Most scientific libraries for Python do the number-crunching in C/C++ and the interface in Python. (One tends to see problems separated into "slow control" and "fast math.")

Numpy is the common language that makes it possible to move data from one number-crunching library to another.

For instance, we can define new vectorized Numpy functions in ROOT.

In [None]:
import ROOT
ROOT.gInterpreter.Declare("""
void computemass(int n, float* pt1, float* pt2, float* eta1, float* eta2, float* phi1, float* phi2, float* out) {
    TLorentzVector one, two;
    for (int i = 0;  i < n;  i++) {
        one.SetPtEtaPhiM(pt1[i], eta1[i], phi1[i], 0.1056583745);    // muon mass
        two.SetPtEtaPhiM(pt2[i], eta2[i], phi2[i], 0.1056583745);
        out[i] = (one + two).M();
    }
}""")

In [None]:
tree = uproot.open("~/NanoAOD-DYJetsToLL.root")["Events"]
pt, eta, phi = tree.arrays(["Muon_pt", "Muon_eta", "Muon_phi"], outputtype=tuple)
starts, stops = pt.starts, pt.stops
pt = numpy.array(pt)
eta = numpy.array(eta)
phi = numpy.array(phi)

**Mini-exercise:** comment each of the lines below. What are they doing?

In [None]:
has2muons = stops - starts >= 2          # ???
firsts = starts[has2muons]               # ???
seconds = starts[has2muons] + 1          # ???
pt1, pt2 = pt[firsts], pt[seconds]       # ???
eta1, eta2 = eta[firsts], eta[seconds]   # ???
phi1, phi2 = phi[firsts], phi[seconds]   # ???

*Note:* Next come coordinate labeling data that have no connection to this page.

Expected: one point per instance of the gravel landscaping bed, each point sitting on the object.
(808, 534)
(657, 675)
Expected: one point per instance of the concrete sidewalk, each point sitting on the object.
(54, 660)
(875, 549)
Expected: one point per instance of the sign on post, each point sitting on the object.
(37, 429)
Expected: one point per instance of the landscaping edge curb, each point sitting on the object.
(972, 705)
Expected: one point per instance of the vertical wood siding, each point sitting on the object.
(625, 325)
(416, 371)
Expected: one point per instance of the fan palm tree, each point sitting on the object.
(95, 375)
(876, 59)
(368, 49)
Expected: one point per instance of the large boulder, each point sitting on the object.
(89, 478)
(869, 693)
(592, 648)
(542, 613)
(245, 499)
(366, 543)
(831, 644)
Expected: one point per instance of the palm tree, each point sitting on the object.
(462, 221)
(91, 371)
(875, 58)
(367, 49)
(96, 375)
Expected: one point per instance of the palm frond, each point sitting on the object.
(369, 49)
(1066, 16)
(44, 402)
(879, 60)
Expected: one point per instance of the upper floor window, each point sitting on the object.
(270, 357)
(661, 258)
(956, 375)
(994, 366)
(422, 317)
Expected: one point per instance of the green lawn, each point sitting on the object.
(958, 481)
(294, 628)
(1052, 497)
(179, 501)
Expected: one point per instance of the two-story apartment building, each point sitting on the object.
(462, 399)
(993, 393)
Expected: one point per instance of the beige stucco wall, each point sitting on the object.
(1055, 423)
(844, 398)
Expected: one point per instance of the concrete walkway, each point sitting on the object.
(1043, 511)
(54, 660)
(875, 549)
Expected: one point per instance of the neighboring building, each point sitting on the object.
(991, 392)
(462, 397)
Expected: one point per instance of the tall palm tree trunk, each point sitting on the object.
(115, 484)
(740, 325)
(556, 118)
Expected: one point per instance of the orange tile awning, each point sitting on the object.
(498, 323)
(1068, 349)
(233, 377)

(If ROOT didn't know about Numpy arrays, we could have given it pointers: `pt1.ctypes.data`, `pt2.dtypes.data`, etc.)

In [None]:
masses = numpy.empty(len(pt1), dtype="float32")
ROOT.computemass(len(pt1), pt1, pt2, eta1, eta2, phi1, phi2, masses)

In [None]:
masses

In [None]:
from histbook import *
from vega import VegaLite

In [None]:
Hist(bin("mass", 200, 0, 200), fill=masses).step(width=800, height=400, yscale="log").to(VegaLite)

We could have computed masses with vectorized Numpy functions, but the point is to show that using Numpy doesn't mean not using ROOT. Anything that gets the job done!